Italy's known not only for its ancient city that is Rome, but its entirety as a country. It's a country filled with culture, art, and history wherever you go. Our true blue Lomographer @sirio174 takes us to a small village in Liguria named Porto Venere, one of the towns that make up the Cinque Terre, for pieces of literary history.
Here's @sirio174's guide personally written for the traveling Lomographer.
Porto Venere, a UNESCO World Heritage site from 1997, is one of the most spectacular water amphitheatres of the Italian peninsula.

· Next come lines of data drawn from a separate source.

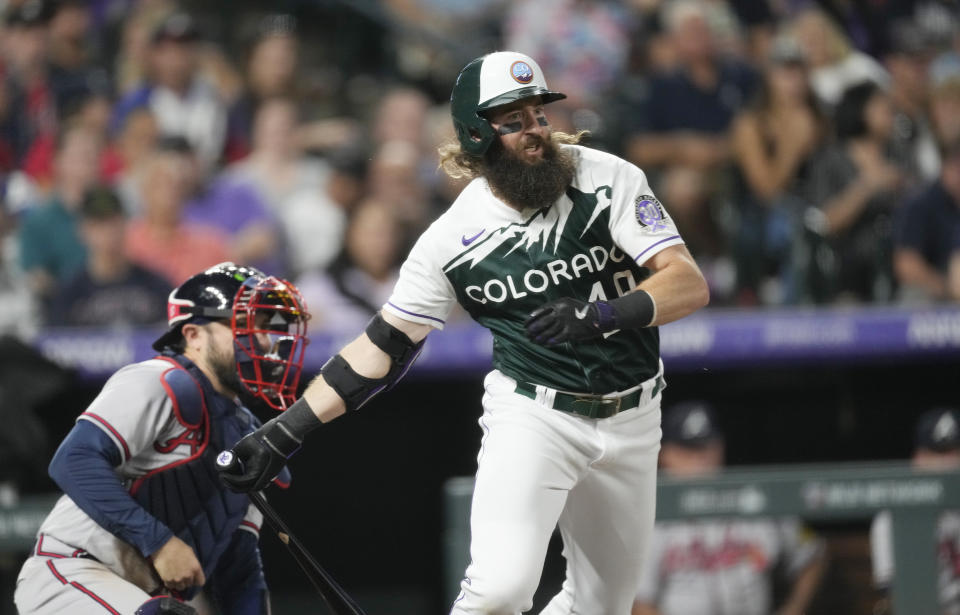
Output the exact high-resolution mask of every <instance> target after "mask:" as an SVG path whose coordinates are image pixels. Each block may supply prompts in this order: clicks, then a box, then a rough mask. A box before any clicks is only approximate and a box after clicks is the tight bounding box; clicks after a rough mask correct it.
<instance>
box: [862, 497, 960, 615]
mask: <svg viewBox="0 0 960 615" xmlns="http://www.w3.org/2000/svg"><path fill="white" fill-rule="evenodd" d="M870 552H871V556H872V561H873V582H874V584H875V585H876V586H877V587H879V588H888V587H890V582H891V581H892V580H893V574H894V566H893V519H892V518H891V516H890V513H889V512H882V513H880V514H878V515H877V516H876V517H874V518H873V523H872V524H871V525H870ZM937 567H938V577H937V583H938V587H939V589H940V605H941V607H942V608H943V615H960V512H957V511H947V512H945V513H943V514H941V515H940V519H939V520H938V521H937Z"/></svg>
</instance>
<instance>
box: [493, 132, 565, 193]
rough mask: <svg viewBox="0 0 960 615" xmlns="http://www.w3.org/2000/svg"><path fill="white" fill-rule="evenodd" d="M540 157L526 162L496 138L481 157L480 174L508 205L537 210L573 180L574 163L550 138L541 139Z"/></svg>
mask: <svg viewBox="0 0 960 615" xmlns="http://www.w3.org/2000/svg"><path fill="white" fill-rule="evenodd" d="M540 144H541V146H542V147H543V159H542V160H541V161H539V162H537V163H533V164H531V163H529V162H525V161H524V160H521V159H520V157H519V156H518V155H517V154H516V153H514V152H512V151H509V150H507V149H506V148H505V147H503V144H502V143H501V142H500V140H499V139H497V140H495V141H494V142H493V144H491V146H490V149H489V150H487V153H486V154H485V155H484V158H483V168H482V175H483V176H484V177H485V178H486V179H487V182H488V183H489V184H490V188H491V190H493V193H494V194H496V195H497V196H498V197H500V198H501V199H503V200H504V201H505V202H506V203H507V204H508V205H511V206H513V207H516V208H518V209H540V208H542V207H547V206H549V205H552V204H553V203H554V201H556V200H557V199H558V198H560V196H561V195H562V194H564V193H565V192H566V191H567V187H568V186H569V185H570V182H571V181H573V174H574V170H575V167H576V165H575V163H574V160H573V156H572V155H571V154H570V152H567V151H564V150H561V149H560V148H559V147H557V145H556V144H555V143H554V142H553V141H552V140H550V139H546V140H541V141H540Z"/></svg>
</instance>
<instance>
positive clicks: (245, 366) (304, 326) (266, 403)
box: [230, 276, 309, 410]
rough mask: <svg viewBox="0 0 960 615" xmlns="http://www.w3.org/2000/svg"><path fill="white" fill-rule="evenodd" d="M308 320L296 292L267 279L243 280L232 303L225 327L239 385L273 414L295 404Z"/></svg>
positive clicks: (304, 306)
mask: <svg viewBox="0 0 960 615" xmlns="http://www.w3.org/2000/svg"><path fill="white" fill-rule="evenodd" d="M308 318H309V316H308V314H307V310H306V306H305V305H304V302H303V297H302V296H301V295H300V291H298V290H297V288H296V287H295V286H294V285H293V284H291V283H290V282H287V281H286V280H281V279H278V278H275V277H272V276H271V277H267V278H261V279H257V278H248V279H247V281H246V282H244V283H243V284H242V285H241V286H240V289H239V290H238V291H237V296H236V297H235V298H234V301H233V314H232V318H231V321H230V326H231V328H232V329H233V345H234V351H235V355H236V361H237V372H238V373H239V374H240V382H241V383H242V384H243V386H244V387H246V389H247V391H248V392H250V393H251V394H252V395H254V396H255V397H257V398H259V399H261V400H262V401H264V402H266V404H267V405H269V406H270V407H272V408H274V409H276V410H284V409H286V408H287V407H288V406H290V404H292V403H293V402H294V401H295V400H296V398H297V385H298V384H299V383H300V373H301V371H302V369H303V356H304V355H303V353H304V351H305V350H306V347H307V343H308V342H309V339H308V338H307V320H308Z"/></svg>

It is situated in the so-called Gulf of the Poets, so called because over the centuries several artists, including the Italian poet Eugenio Montale (Nobel Prize in Literature), the great composer Richard Wagner and Lord Byron (one of the greatest British poet), chose this small town as a destination for their stays, struck by its thrilling beauty. This place is a perfect destination for a weekend in every season of the year.
Every tourist is enchanted by the so-called “Palazzata”, a succession of pastel facades facing the sea, along with the path leading to the rocky esplanade dominated by the Church of San Pietro, built in 1277 at the end of the promontory, in Gothic Genoese style.
You can visit also the so-called Arpaya cave, which is accessed via a steep staircase that descends among the rocks. This is also known as Byron's cave in memory of the exploit of the poet Lord Byron, who from here swam up to Lerici (located at the opposite site of the gulf) to reach his friend Percy B. Shelley and his wife Mary.
The famous green oysters, a variety cultivated in the Gulf with a delicate flavor and an unmistakable green color, deserve a taste.
Its small beaches and its spectacular rocks make this place a fantastic summer location for a sunbath, to swim or even a dive!